僕はクラスメートの作品の編集を積極的に引き受けていて、周囲がその技術や姿勢を評価してくれていたので、在学中にスパイク・リーが監督するドキュメンタリー映画の編集助手に推薦され、その後2年間その仕事をしました。

スパイクは、本当にいつ寝ているのか分からない程、仕事熱心な人です。
彼の制作会社には3つの編集室があるのですが、3つともほぼ毎日フル稼働で部屋毎に別々の作品が編集されていました。

スパイクは3つの編集室を渡り歩いて指示を出し、それ以外の時はもう1つあるCM専門の制作会社に出向いたり、撮影に出たり、大学院で教えたり、ニックスの観戦に行ったり、LAに飛んだり、常に忙しく動き回っている人でした。

また、移動時には常に屈強な男(でも中身は優しい人)を連れていたことから、彼が命がけで映画を作っていることは明らかでした。

僕はそんなスパイクの姿を見て、プロの映画監督として生きていくということがどういうことかを深く理解し、覚悟を決めることができました。
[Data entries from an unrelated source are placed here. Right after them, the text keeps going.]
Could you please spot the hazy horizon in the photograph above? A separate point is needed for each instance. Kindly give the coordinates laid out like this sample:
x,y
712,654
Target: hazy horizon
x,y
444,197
Page4 Spike Lee's Company_2

ジョン・ハンバーグも同フィルムスクール出身で、映画『ミート・ザ・ペアレンツ』シリーズや『ズーランダー』等のコメディー脚本家として頭角を現し、今ではアメリカを代表するコメディー監督・脚本家・プロデューサーとして活躍しています。

僕が大学院三年生の時にたまたま客員教授としてやってきたのですが、僕はジョンが監督した『Along Came Polly』というラブコメが大好きだったので、彼が演出クラスを持つということで大喜びでした。

彼からは、時間的な拘束の強いドラマ等の現場を想定して、短時間でシーンのビートを分析し、そのシーンにとって最適なブロッキング(役者の配置と動き)を見出し、役者から最良の演技を引き出す実践的な演出法を学びました。

また、レンズの使い分けとカメラ位置の決定についても毎週の課題を通して徹底的に学びました。
このクラスで撮った短編『音声マンの恋』はショートショートフィルムフェスティバル & アジア2012にも入選しました。